2- well you can get a big jug of osmocote that wil last you years seeing as each application of the root tabs are 4 months


----------



## anubias6439 (Sep 7, 2010)

I have found that whether using plain pea gravel or enriched substrate such as Flourite or Eco-complete, the plants always showed added response to the addition of root tabs. I even place root tabs under certain stem plants (Alternanthera for example). I used to be under the misconception that all stem plants receive the nutrients form the water column. 
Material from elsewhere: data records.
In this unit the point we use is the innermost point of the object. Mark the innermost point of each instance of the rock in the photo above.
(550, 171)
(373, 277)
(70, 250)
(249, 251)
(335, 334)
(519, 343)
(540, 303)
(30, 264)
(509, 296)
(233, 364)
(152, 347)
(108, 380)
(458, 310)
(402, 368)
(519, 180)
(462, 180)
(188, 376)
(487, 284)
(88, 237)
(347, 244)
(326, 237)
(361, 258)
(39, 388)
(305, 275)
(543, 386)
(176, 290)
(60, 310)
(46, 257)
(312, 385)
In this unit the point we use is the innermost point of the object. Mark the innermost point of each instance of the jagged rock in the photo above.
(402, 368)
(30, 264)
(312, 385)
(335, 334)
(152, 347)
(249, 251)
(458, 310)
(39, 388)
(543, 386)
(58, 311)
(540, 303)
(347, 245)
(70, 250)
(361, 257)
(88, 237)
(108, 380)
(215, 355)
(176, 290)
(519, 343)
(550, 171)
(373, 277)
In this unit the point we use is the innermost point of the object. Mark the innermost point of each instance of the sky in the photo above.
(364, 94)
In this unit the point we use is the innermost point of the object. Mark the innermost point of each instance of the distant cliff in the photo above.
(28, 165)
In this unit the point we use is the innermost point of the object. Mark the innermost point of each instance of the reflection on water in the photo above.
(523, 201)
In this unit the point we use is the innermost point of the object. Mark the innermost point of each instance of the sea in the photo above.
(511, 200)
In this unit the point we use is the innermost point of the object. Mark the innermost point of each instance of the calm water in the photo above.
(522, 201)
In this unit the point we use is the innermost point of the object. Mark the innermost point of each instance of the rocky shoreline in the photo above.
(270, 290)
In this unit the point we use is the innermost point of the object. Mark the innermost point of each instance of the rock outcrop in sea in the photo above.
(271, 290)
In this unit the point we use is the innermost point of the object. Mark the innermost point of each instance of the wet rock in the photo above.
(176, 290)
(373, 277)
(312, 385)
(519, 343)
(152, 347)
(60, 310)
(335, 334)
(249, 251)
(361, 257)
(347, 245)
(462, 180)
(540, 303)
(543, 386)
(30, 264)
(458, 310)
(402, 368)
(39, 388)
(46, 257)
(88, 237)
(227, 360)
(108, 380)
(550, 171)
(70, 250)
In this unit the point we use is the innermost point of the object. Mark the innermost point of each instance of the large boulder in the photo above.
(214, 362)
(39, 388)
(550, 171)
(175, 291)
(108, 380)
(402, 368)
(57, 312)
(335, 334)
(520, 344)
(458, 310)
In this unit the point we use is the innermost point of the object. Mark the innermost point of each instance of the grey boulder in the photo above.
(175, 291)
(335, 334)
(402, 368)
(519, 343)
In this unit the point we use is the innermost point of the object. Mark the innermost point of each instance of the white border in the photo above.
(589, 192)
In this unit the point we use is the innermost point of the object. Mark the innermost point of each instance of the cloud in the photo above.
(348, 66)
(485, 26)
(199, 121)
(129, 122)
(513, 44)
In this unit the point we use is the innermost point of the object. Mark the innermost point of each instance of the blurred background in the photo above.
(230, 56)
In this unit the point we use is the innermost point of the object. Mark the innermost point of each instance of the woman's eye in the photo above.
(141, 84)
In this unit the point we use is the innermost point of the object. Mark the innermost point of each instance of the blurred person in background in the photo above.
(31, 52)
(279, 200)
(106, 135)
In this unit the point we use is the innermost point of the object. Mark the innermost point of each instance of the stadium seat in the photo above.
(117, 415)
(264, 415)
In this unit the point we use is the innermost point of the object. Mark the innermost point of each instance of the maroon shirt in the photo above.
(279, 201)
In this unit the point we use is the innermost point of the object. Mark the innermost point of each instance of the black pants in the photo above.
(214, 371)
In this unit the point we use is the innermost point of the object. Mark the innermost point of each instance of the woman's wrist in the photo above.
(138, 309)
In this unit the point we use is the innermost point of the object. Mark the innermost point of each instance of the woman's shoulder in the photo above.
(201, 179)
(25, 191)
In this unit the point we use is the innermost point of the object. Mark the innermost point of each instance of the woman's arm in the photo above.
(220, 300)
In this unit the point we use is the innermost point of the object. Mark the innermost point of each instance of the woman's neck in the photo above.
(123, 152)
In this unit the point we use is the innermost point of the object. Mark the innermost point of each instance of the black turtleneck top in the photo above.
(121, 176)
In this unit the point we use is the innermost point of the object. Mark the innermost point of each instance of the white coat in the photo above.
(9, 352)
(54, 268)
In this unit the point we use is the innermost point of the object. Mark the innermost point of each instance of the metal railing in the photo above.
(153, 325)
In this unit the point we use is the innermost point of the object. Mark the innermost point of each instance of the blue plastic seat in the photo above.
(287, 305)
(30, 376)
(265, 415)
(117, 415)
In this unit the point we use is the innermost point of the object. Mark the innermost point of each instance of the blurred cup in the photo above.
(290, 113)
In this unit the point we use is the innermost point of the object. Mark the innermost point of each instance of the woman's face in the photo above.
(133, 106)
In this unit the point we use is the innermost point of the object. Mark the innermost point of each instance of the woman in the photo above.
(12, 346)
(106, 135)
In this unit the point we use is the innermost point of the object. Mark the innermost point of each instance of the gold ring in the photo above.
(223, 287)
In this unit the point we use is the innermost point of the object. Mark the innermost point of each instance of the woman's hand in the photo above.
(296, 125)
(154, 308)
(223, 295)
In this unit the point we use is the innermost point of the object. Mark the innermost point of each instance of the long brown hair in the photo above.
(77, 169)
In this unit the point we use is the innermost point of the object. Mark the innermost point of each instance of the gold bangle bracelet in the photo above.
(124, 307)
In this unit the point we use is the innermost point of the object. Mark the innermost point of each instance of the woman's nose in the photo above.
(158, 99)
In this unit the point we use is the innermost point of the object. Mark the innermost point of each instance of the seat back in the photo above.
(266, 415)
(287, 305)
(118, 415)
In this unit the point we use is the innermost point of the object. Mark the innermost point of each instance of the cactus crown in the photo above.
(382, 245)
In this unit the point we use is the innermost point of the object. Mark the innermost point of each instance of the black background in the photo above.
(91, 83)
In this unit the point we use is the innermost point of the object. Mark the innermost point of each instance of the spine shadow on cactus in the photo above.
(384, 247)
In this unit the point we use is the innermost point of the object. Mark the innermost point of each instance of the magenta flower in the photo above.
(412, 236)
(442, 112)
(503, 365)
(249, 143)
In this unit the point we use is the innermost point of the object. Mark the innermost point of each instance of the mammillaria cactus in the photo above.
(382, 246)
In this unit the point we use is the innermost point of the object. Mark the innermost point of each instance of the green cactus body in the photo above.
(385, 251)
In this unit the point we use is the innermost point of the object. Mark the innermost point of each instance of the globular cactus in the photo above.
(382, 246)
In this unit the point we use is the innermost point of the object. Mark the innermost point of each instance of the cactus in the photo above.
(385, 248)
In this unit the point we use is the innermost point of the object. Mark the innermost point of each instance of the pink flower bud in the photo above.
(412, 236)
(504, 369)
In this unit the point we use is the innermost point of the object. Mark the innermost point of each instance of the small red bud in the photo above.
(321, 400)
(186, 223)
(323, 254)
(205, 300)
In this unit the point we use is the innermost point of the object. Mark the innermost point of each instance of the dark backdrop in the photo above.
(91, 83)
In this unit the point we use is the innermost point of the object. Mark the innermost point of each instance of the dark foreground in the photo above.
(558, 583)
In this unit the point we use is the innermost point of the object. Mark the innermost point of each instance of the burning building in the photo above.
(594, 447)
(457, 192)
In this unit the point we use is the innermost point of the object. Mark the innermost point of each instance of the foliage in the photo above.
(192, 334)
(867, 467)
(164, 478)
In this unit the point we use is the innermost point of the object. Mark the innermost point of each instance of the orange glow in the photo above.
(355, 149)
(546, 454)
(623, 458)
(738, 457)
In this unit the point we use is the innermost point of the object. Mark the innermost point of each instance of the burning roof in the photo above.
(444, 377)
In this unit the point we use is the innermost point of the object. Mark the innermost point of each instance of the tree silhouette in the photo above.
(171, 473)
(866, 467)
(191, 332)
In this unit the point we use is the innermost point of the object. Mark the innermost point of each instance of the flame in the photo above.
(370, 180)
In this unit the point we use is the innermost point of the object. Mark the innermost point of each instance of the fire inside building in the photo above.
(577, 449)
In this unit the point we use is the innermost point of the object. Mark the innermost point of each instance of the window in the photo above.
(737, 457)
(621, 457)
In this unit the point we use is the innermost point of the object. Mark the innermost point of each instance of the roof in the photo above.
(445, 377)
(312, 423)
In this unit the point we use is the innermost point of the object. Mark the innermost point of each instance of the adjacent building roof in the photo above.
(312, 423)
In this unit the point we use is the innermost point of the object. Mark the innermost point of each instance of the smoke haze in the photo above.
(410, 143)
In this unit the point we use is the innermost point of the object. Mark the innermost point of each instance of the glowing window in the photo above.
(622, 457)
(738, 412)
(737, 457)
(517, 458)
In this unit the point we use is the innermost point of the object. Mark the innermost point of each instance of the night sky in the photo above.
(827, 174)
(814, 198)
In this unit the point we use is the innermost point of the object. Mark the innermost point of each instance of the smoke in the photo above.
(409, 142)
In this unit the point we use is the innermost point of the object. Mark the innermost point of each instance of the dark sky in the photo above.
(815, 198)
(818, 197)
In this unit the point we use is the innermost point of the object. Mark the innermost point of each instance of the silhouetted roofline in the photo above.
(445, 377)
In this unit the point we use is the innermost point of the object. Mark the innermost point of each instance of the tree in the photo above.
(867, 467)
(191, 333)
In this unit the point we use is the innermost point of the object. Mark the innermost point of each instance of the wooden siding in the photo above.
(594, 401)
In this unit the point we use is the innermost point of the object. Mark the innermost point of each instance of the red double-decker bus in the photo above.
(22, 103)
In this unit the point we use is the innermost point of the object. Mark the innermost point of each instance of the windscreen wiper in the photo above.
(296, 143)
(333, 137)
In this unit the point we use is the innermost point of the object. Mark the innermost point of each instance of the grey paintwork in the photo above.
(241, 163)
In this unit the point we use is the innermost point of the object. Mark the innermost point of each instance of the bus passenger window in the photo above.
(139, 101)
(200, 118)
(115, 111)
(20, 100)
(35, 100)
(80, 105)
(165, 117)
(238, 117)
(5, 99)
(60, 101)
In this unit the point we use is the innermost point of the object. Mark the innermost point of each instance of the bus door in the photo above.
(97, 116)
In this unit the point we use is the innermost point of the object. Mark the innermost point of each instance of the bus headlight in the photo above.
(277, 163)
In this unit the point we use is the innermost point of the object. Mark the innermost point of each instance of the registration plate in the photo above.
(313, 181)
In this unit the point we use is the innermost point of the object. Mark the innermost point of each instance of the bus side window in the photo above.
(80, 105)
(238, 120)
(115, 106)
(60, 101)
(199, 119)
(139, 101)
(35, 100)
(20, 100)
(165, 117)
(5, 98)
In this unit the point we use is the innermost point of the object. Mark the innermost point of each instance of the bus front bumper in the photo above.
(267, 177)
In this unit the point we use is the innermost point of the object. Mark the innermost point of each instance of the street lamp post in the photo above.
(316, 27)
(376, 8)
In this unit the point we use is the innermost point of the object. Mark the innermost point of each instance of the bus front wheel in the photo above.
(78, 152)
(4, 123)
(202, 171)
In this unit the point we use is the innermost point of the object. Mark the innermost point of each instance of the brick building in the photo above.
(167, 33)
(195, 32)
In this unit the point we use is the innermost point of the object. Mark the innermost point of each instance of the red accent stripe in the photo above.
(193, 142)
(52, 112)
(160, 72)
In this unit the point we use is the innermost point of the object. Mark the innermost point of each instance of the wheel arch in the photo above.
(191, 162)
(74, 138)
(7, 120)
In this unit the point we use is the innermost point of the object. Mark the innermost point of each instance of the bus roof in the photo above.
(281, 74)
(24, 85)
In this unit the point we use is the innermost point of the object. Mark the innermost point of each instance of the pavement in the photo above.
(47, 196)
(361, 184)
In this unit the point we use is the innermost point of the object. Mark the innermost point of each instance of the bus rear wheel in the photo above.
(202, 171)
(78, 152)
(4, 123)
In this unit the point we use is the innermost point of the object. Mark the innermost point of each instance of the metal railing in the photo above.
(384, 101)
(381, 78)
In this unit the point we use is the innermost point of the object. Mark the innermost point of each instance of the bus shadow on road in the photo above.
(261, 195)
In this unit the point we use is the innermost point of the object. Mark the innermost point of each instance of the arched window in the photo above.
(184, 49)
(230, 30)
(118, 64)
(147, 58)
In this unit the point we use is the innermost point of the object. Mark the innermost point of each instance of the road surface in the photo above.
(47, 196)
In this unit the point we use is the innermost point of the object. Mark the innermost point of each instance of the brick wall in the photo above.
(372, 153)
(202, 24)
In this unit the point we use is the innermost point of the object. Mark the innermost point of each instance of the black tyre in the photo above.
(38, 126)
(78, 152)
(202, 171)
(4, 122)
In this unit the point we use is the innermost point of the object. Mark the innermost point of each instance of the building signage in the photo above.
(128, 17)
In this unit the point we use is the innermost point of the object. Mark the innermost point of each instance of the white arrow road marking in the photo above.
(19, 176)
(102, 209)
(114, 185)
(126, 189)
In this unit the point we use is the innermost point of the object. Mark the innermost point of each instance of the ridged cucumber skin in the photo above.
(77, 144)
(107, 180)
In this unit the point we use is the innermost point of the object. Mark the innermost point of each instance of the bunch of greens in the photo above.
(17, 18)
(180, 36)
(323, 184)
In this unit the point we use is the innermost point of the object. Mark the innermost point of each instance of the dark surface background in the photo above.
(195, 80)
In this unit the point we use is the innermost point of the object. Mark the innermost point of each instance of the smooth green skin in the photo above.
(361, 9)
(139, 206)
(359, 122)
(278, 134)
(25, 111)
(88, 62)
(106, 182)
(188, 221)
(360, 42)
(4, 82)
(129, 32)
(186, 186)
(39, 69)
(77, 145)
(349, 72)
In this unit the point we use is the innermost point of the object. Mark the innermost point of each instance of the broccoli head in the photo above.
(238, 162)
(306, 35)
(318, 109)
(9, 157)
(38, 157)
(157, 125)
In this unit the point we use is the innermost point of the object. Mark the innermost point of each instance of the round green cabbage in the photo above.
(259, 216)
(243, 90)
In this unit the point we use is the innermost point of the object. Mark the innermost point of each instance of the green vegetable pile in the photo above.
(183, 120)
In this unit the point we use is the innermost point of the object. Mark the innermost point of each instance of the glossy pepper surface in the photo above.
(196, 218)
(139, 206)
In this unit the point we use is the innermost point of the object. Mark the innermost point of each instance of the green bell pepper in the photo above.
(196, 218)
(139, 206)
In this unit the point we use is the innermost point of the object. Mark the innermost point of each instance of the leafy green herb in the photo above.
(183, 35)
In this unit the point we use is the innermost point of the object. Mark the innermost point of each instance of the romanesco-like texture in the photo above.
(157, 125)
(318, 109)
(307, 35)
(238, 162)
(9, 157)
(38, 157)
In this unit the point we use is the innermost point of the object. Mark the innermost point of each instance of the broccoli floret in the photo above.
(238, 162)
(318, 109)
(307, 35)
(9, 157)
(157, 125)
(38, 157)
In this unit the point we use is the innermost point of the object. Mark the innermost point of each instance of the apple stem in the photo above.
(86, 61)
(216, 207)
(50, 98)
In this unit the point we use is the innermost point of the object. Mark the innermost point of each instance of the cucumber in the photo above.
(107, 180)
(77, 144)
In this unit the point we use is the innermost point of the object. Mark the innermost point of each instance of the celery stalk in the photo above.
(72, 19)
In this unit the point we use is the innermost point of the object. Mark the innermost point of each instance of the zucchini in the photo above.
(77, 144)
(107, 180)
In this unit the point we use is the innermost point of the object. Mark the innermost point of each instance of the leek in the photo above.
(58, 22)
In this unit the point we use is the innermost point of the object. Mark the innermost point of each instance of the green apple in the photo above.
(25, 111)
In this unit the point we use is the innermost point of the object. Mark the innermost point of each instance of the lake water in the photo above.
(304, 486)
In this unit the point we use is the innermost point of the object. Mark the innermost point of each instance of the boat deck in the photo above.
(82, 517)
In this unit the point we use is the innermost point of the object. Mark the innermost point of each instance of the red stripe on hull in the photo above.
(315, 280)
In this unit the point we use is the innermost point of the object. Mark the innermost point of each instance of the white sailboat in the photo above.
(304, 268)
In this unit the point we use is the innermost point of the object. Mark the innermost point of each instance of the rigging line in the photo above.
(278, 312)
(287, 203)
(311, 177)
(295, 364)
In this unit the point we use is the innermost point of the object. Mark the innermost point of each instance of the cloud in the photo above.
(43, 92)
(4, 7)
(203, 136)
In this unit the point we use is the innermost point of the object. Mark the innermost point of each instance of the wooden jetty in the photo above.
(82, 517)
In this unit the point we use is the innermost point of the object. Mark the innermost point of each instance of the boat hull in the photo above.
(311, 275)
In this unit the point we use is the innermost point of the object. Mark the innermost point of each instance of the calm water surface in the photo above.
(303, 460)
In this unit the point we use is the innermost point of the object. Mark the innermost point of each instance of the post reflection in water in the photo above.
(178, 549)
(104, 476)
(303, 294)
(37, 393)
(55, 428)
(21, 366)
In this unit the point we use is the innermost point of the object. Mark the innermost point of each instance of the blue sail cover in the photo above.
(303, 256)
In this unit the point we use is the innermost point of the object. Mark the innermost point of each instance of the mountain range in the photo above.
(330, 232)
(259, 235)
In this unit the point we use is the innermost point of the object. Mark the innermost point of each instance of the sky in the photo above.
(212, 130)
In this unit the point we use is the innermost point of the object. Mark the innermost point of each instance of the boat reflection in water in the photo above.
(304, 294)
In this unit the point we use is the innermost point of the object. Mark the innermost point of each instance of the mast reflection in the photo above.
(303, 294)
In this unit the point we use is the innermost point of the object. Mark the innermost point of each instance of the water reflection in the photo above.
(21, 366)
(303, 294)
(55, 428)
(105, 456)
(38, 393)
One thing is for sure, the plain "nutrient deficient" gravel is going to have absolutely zero nutrients for the plants at day 1. Some harder plants need a seasoned tank to really grow well. This is especially true for your heavy root feeders.


----------



## Michael (Jul 20, 2010)

Flourite and Ecocomplete ARE NOT full of nutrients, despite the marketing hype. At best they have some micronutrients. High nutrient substrates include soil and some of the ADA products. I'm sure there are others, but it is difficult to get reliable information from the manufacturers.

Using inert substrates like sand or gravel with Osmocote will work. But I would suggest that you try soil, or at least use a non-nutritive substrate with high cation exchange capacity (CEC). Such substrates have the ability to absorb nutrients from the water or from fertilizers like Osmocote, and hold them until plant roots grow into the substrate and can use the nutrients. This keeps nutrients out of the water column so that they are unavailable to algae.

Flourite and Ecocomplete do have high CEC. But there are lots of inexpensive alternatives that work just as well: Turface, Safe-T-Sorb, and plain cat litter are the most common.


----------